Writing Resources from Fifteen Minutes of Fiction
The following is a piece of writing submitted by Jonas on August 9, 2008
The Pattern
The computer clicked in the dark. Jack looked at the display with sleepy eyes. ‘This research is killing me‘ he thought. No progress, none for days... no weeks. Nothing changed. One solution would create another problem. The analysis would fail or the system memory would be over run or the calculation would run into eternity.What the hell is it doing now?! The screen was the only light in the cramped and cluttered computer lab.
“Maybe I’m using the wrong method?” He asked himself in the dark. “No. There’s got to be something else going wrong…What is taking so long?!”
Jack poured over technical manuals and other research papers illuminated by the soft-lit LCD monitor. Sitting at his desk he read and waited for it to finish. There was never any guarantee it ever would. Still he waited. Waited for years of work and hope to be worth something. To be justified. To show all those that told him it was impossible and a waste of time. It couldn’t be done. Maybe they were right.
Jack lowered his head to the desk for just a moment and slipped into an exhausted sleep. Several hours later the beeps woke him. Rubbing his eyes the screen came into view. He glanced at the clock. 3:11 AM…. He tried to sift through the fog in his mind to find that the program had finished. He looked again and blinked several times. It finished! His heart sped up and the fog cleared a bit. Looking over the results the data poured out on to the screen. His jaw dropped. It worked…It’s beautiful. He sat back in his chair in amazement staring at the monitor. Then he noticed something he didn’t expect.

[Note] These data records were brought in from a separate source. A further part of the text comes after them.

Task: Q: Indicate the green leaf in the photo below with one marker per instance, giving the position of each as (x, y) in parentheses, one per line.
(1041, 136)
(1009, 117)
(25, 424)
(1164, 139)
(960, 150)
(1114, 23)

“What?…That can’t be right,” he spoke to the darkness.
Flipping through the mass of data, a pattern emerged. He could see it plainly.
“No… this isn’t right.” He spoke trying to convince himself that what he saw was just a random error. But he knew it wasn’t and he became afraid. Because the pattern remained there, unearthed like a secret coffin.
“No…Oh God,” he whispered.
Jack did not hear their echoing footsteps through the shadowy hallways or even their approach to his door. He only heard the long creek of the lab door slowly opening.